Since having a severe negative reaction to the AstraZeneca vaccine earlier this year, he’s become an outspoken opponent of the COVID vaccines. He has promised not to perform in venues with vaccine mandates, collaborated with Van Morrison on some anti-vaccine/anti-lockdowns songs, and even bankrolled an anti-vaccine rock group.
And his recent outspokenness as a vaccine skeptic has many of the cultural gatekeepers looking to have him canceled.

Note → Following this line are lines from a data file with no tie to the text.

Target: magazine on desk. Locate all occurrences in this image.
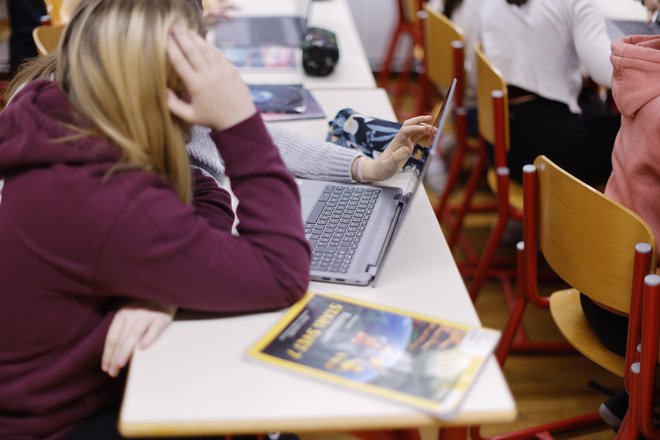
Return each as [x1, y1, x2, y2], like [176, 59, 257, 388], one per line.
[247, 292, 500, 420]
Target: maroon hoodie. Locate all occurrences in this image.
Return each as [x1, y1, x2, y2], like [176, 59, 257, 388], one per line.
[0, 81, 310, 440]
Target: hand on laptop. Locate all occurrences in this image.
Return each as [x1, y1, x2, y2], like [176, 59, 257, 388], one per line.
[353, 115, 436, 182]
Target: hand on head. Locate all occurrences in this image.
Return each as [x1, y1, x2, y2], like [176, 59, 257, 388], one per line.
[167, 28, 256, 130]
[358, 115, 436, 182]
[643, 0, 660, 23]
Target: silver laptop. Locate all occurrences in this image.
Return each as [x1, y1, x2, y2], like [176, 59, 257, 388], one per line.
[215, 0, 312, 47]
[297, 79, 456, 285]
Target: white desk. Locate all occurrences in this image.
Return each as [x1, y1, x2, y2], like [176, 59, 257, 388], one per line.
[596, 0, 646, 21]
[209, 0, 376, 89]
[120, 90, 516, 436]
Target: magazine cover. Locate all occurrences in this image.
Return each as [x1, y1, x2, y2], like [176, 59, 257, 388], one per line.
[247, 292, 500, 419]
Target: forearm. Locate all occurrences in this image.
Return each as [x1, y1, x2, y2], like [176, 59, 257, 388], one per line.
[267, 124, 361, 182]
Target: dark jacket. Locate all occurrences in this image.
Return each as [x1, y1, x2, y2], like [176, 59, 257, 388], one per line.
[0, 81, 310, 439]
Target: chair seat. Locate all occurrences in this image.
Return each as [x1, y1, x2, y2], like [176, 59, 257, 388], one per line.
[550, 289, 625, 377]
[487, 167, 523, 212]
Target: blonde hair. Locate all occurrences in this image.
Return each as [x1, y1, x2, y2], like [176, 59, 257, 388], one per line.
[55, 0, 202, 202]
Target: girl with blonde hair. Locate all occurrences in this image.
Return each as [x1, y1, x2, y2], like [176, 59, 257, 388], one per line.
[0, 0, 310, 439]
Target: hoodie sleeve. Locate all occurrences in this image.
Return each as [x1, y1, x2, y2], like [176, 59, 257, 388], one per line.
[93, 114, 310, 312]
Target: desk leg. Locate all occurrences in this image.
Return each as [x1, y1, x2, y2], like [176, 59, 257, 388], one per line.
[350, 429, 422, 440]
[438, 426, 468, 440]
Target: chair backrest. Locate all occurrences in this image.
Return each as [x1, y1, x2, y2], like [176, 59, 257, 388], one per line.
[399, 0, 422, 24]
[45, 0, 62, 25]
[523, 156, 656, 314]
[32, 24, 64, 56]
[424, 4, 465, 99]
[474, 43, 509, 160]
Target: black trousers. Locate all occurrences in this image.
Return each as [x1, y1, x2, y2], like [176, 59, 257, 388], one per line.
[580, 294, 628, 356]
[7, 0, 46, 72]
[66, 407, 298, 440]
[498, 91, 621, 185]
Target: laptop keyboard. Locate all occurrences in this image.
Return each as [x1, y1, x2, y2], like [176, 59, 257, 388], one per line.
[305, 185, 380, 273]
[250, 17, 286, 43]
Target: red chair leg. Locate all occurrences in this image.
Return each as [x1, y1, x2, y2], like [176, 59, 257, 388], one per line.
[447, 144, 486, 250]
[469, 191, 510, 302]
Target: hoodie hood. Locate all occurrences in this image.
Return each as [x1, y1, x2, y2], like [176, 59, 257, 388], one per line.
[610, 35, 660, 118]
[0, 80, 121, 175]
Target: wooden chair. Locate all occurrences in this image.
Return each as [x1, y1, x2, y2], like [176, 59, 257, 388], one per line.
[45, 0, 74, 26]
[472, 156, 659, 439]
[423, 4, 496, 272]
[32, 24, 64, 56]
[450, 44, 522, 312]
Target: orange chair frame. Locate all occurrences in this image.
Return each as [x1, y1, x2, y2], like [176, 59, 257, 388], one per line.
[470, 156, 660, 440]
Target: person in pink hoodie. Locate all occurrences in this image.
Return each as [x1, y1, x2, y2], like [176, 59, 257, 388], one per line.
[581, 35, 660, 427]
[0, 0, 310, 440]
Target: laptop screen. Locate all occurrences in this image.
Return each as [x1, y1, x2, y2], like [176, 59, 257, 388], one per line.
[403, 78, 456, 201]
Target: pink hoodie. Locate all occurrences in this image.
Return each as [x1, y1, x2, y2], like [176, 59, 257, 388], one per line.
[605, 35, 660, 242]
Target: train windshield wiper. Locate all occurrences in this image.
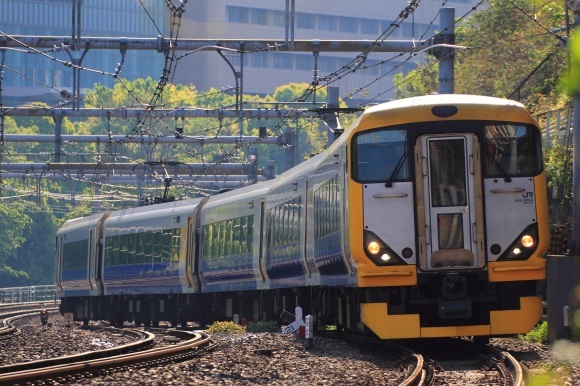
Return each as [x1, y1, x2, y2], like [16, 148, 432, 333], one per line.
[385, 150, 407, 188]
[489, 157, 512, 182]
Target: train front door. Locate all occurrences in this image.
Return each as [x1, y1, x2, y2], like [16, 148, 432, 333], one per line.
[415, 133, 484, 270]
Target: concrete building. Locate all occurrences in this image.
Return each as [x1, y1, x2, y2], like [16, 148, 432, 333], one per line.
[175, 0, 476, 104]
[0, 0, 476, 106]
[0, 0, 168, 106]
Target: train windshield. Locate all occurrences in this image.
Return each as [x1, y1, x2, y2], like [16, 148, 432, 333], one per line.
[484, 123, 542, 177]
[353, 129, 411, 182]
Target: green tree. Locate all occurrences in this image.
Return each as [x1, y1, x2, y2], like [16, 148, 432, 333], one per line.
[396, 0, 566, 107]
[0, 204, 32, 287]
[14, 207, 58, 285]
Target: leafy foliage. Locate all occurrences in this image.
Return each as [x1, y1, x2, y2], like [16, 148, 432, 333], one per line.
[518, 322, 548, 343]
[395, 0, 567, 107]
[205, 322, 245, 334]
[246, 320, 280, 332]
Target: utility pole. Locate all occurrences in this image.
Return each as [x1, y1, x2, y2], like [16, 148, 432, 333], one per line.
[546, 0, 580, 343]
[433, 8, 455, 94]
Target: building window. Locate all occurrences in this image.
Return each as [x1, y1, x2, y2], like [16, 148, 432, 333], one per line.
[360, 19, 379, 35]
[296, 12, 316, 29]
[296, 55, 314, 71]
[250, 52, 268, 67]
[226, 6, 249, 23]
[339, 17, 358, 33]
[272, 11, 286, 27]
[318, 15, 336, 31]
[318, 57, 336, 72]
[252, 9, 268, 25]
[274, 54, 293, 69]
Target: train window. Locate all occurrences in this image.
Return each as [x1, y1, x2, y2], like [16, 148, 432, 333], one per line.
[143, 232, 153, 263]
[153, 231, 163, 262]
[314, 176, 341, 239]
[105, 237, 113, 267]
[232, 217, 241, 255]
[247, 215, 254, 253]
[135, 232, 145, 264]
[240, 217, 248, 253]
[485, 123, 542, 177]
[119, 235, 129, 264]
[352, 129, 412, 182]
[127, 233, 137, 264]
[111, 236, 120, 265]
[161, 229, 173, 261]
[170, 228, 181, 260]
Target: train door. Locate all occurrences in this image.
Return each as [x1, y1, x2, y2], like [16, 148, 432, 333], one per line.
[185, 217, 196, 288]
[416, 133, 484, 270]
[88, 229, 97, 290]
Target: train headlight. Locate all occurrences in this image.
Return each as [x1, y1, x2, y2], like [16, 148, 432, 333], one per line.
[381, 253, 391, 263]
[520, 235, 535, 248]
[364, 230, 410, 266]
[498, 223, 538, 261]
[367, 241, 381, 255]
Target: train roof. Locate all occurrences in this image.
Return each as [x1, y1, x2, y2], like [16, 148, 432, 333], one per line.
[107, 198, 203, 222]
[350, 94, 536, 134]
[204, 179, 276, 208]
[56, 212, 109, 235]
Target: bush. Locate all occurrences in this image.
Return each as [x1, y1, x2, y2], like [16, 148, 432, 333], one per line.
[246, 320, 280, 332]
[206, 322, 245, 334]
[519, 322, 548, 343]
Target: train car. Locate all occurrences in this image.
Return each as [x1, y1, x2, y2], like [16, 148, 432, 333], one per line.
[55, 95, 549, 339]
[55, 212, 111, 320]
[348, 95, 549, 338]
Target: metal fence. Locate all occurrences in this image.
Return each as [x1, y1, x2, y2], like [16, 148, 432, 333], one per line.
[0, 284, 56, 303]
[534, 105, 573, 146]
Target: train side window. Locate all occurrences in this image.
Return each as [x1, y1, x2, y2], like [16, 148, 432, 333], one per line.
[119, 235, 129, 264]
[247, 215, 254, 253]
[135, 232, 145, 264]
[485, 123, 542, 177]
[161, 229, 172, 261]
[127, 233, 137, 264]
[352, 129, 412, 182]
[240, 216, 248, 253]
[111, 236, 121, 265]
[232, 217, 241, 255]
[143, 232, 153, 264]
[153, 231, 163, 262]
[170, 228, 181, 261]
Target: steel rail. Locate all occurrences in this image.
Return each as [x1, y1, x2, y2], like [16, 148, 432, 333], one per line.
[0, 330, 210, 384]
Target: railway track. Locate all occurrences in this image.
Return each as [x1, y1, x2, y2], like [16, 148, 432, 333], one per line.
[0, 329, 212, 385]
[410, 339, 524, 386]
[0, 303, 58, 339]
[314, 333, 524, 386]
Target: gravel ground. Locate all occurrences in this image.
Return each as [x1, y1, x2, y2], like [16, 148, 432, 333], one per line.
[0, 315, 580, 386]
[490, 338, 580, 386]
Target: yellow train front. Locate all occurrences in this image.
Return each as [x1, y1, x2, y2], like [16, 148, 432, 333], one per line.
[348, 95, 549, 339]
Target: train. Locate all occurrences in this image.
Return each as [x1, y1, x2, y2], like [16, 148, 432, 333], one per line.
[56, 94, 550, 340]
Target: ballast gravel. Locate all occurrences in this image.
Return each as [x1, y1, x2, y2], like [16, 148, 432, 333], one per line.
[0, 314, 580, 386]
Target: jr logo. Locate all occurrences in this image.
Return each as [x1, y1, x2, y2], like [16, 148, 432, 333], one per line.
[515, 192, 534, 204]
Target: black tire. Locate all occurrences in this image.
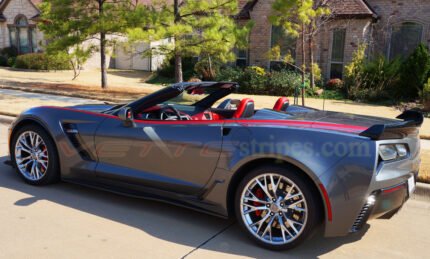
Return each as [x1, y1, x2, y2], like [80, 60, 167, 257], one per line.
[10, 124, 60, 186]
[234, 165, 322, 250]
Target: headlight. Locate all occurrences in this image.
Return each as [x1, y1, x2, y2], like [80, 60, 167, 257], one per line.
[379, 144, 409, 161]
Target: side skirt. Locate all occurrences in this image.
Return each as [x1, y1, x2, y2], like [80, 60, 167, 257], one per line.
[62, 179, 229, 219]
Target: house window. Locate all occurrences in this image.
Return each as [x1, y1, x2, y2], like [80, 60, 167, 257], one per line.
[9, 15, 37, 54]
[330, 29, 346, 78]
[236, 49, 248, 67]
[270, 26, 297, 69]
[389, 22, 423, 59]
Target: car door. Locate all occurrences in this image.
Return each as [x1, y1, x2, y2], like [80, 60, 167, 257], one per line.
[95, 118, 222, 194]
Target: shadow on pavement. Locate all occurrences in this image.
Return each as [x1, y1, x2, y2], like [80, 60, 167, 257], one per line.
[0, 157, 368, 258]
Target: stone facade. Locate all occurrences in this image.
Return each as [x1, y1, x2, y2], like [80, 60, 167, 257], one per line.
[367, 0, 430, 56]
[0, 0, 164, 71]
[240, 0, 430, 79]
[0, 0, 43, 49]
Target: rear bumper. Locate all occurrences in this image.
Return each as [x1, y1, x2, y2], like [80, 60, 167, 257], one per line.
[350, 174, 417, 232]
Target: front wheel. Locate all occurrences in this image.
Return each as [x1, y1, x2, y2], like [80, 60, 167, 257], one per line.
[11, 125, 59, 185]
[235, 166, 320, 250]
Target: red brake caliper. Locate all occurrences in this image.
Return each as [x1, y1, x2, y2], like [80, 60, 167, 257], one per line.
[254, 188, 264, 217]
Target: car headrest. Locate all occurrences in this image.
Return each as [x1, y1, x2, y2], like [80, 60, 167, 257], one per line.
[217, 99, 240, 110]
[273, 97, 290, 112]
[233, 98, 254, 119]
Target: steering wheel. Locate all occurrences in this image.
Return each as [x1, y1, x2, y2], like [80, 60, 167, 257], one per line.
[160, 104, 189, 120]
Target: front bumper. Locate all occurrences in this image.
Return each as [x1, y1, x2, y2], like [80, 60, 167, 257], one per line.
[350, 174, 418, 232]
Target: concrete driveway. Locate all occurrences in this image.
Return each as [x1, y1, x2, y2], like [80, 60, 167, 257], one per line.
[0, 124, 430, 258]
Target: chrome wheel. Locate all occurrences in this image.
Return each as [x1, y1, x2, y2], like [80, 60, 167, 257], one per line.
[15, 131, 49, 181]
[240, 174, 308, 245]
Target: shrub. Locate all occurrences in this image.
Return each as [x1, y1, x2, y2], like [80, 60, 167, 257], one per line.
[0, 46, 18, 59]
[14, 53, 70, 70]
[216, 67, 301, 96]
[422, 77, 430, 112]
[397, 44, 430, 99]
[7, 57, 16, 67]
[239, 67, 267, 94]
[0, 56, 7, 67]
[194, 57, 221, 81]
[266, 70, 302, 96]
[327, 78, 344, 90]
[215, 66, 243, 82]
[345, 45, 402, 101]
[157, 58, 196, 81]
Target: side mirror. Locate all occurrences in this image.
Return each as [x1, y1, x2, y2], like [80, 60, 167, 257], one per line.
[118, 107, 136, 128]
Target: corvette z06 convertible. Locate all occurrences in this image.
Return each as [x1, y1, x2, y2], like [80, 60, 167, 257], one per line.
[5, 82, 423, 250]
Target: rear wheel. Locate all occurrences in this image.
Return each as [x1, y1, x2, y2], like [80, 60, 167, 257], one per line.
[235, 166, 320, 250]
[11, 125, 59, 185]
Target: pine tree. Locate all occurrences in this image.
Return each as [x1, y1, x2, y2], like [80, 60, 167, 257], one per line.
[40, 0, 133, 89]
[270, 0, 330, 105]
[128, 0, 252, 82]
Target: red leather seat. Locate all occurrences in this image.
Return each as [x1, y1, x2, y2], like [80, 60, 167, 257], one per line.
[273, 97, 290, 112]
[233, 98, 254, 119]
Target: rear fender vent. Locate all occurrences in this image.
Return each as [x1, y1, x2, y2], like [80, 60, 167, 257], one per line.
[350, 195, 375, 233]
[63, 123, 94, 161]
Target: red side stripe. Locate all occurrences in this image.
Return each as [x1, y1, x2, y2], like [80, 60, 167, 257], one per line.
[42, 106, 367, 133]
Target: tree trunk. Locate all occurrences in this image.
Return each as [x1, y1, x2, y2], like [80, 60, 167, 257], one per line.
[98, 0, 107, 89]
[302, 23, 306, 106]
[100, 33, 108, 89]
[174, 0, 184, 83]
[175, 53, 184, 83]
[308, 30, 315, 89]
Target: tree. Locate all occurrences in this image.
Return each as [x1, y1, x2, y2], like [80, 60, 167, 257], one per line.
[128, 0, 252, 82]
[307, 0, 333, 89]
[40, 0, 134, 89]
[270, 0, 327, 105]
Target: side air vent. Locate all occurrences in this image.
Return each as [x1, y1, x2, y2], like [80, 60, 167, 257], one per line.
[350, 195, 375, 233]
[63, 123, 94, 161]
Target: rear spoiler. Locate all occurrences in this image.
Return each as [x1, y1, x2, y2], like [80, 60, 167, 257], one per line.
[360, 111, 424, 140]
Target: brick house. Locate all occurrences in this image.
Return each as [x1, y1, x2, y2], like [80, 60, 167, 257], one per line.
[0, 0, 164, 71]
[237, 0, 430, 78]
[0, 0, 430, 78]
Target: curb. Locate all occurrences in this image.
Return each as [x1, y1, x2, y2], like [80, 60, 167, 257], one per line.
[411, 183, 430, 202]
[0, 108, 430, 202]
[0, 85, 130, 103]
[0, 115, 16, 124]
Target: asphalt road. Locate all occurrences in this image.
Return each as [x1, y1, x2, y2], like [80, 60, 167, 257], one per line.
[0, 124, 430, 259]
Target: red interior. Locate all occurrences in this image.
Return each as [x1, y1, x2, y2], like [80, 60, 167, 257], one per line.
[233, 98, 254, 119]
[273, 97, 290, 111]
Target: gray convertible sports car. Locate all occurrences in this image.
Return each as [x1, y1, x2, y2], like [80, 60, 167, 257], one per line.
[5, 82, 423, 249]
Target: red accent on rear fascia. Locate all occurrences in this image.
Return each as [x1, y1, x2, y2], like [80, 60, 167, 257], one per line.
[382, 184, 406, 194]
[319, 183, 333, 222]
[238, 120, 368, 132]
[42, 106, 367, 133]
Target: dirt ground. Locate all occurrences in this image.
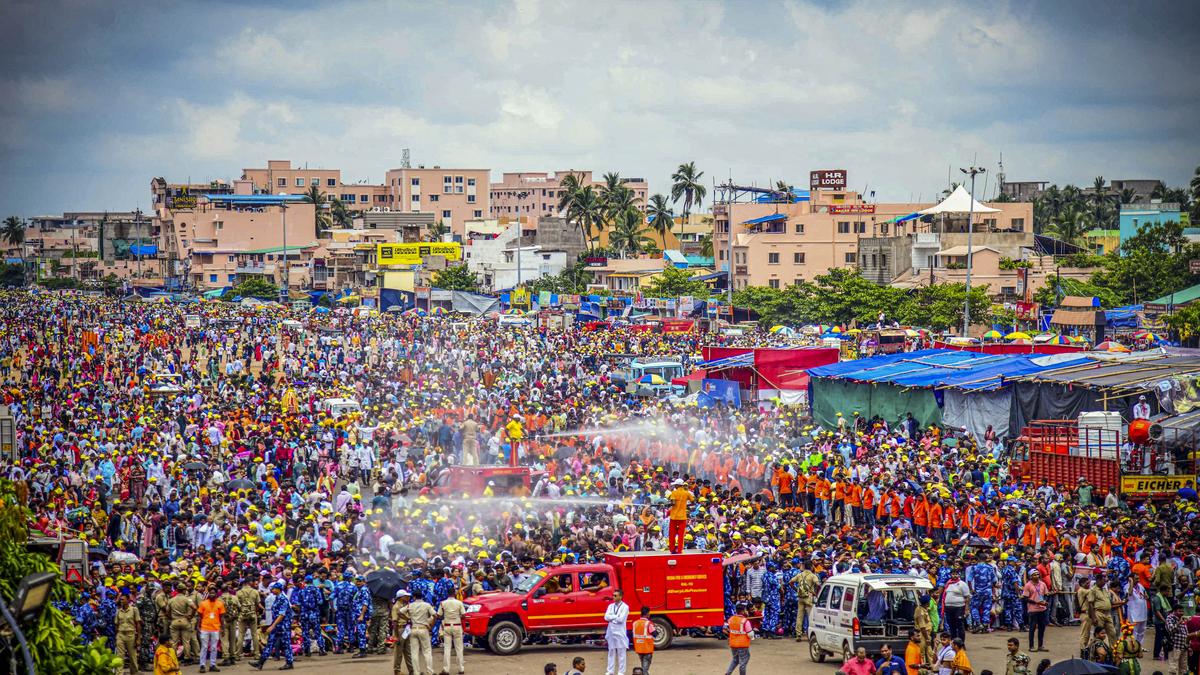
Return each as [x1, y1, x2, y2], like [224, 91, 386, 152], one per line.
[211, 628, 1166, 675]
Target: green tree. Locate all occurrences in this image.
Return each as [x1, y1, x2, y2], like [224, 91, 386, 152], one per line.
[0, 480, 121, 675]
[642, 265, 708, 298]
[1164, 303, 1200, 342]
[433, 264, 479, 293]
[646, 195, 674, 247]
[304, 185, 334, 239]
[671, 162, 708, 247]
[0, 216, 25, 246]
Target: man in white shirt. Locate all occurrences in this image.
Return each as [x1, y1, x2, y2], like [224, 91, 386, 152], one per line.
[604, 590, 629, 675]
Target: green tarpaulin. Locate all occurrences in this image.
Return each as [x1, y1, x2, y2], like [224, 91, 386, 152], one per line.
[812, 377, 942, 429]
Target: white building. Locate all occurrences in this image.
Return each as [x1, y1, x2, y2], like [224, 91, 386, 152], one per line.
[463, 220, 568, 291]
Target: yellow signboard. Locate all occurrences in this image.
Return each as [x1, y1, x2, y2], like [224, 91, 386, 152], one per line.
[1121, 474, 1196, 495]
[376, 243, 462, 265]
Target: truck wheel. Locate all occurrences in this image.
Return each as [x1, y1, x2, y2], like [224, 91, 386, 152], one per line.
[650, 616, 674, 651]
[487, 621, 524, 656]
[809, 633, 826, 663]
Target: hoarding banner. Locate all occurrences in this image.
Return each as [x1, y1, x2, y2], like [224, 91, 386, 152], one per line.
[376, 241, 462, 265]
[1118, 473, 1196, 497]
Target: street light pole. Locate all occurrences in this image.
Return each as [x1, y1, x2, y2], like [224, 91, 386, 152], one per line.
[959, 167, 988, 338]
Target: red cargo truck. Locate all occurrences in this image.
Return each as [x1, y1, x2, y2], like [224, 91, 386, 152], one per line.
[463, 551, 754, 655]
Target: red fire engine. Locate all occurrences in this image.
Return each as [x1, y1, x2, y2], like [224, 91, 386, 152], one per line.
[463, 551, 752, 655]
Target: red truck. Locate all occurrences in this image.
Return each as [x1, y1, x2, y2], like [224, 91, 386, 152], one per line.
[463, 551, 752, 655]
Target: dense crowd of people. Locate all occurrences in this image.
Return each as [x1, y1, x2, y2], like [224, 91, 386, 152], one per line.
[0, 292, 1200, 674]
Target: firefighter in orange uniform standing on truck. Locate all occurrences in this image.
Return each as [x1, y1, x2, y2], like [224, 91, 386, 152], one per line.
[725, 603, 754, 675]
[634, 605, 655, 675]
[667, 478, 696, 554]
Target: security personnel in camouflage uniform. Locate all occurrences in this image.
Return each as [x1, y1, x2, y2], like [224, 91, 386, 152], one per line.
[114, 595, 142, 675]
[367, 597, 391, 653]
[350, 574, 373, 658]
[221, 586, 241, 665]
[238, 577, 263, 653]
[167, 589, 199, 663]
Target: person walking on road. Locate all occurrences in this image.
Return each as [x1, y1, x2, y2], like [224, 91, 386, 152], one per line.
[604, 590, 629, 675]
[634, 604, 656, 675]
[725, 603, 754, 675]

Rolling Stone magazine has even run a lengthy hit piece on Clapton that blasts his vaccine skepticism.
“Clapton recently embarked on a U.S. tour booked in red states despite surging transmission numbers and death rates — and at venues that largely don’t require proof of vaccination,” David Browne of Rolling Stone writes with horror. “In the process, this Sixties icon, who embraced the sex, drugs, and rock & roll lifestyle as much as anyone in his generation, has drawn praise from conservative pundits.”
Browne added that Clapton even had the audacity to pose for a backstage photo with “anti-vax-mandate Gov. Greg Abbott,” which was a dealbreaker for many Clapton fans who otherwise claim the virtue of tolerance.
“In what may be among the final acts of his career, Clapton risked his reputation and part of his devoted fan base when he doubled down on his views,” Browne continued, before acknowledging that many fellow musicians have been critical of Clapton’s outspokenness on the vaccines.
“It’s a shame that this is the way that a lot of young Rolling Stone readers are going to read about him for the first time,” says Bill Oakes, who ran Clapton’s label in the 1970s. “He is one of the greats, and this is how he makes the headlines in his dotage.”
It must be tough for young Rolling Stone readers to learn about a rock legend who isn’t afraid to speak his mind against the rowdy mob of COVID zealots. So naturally, in order to ensure that readers don’t dare get inspired by Clapton’s anti-vaccine mandate and anti-lockdown views, David Browne devotes most of his article to reexamining decades-old allegations of racism for good measure.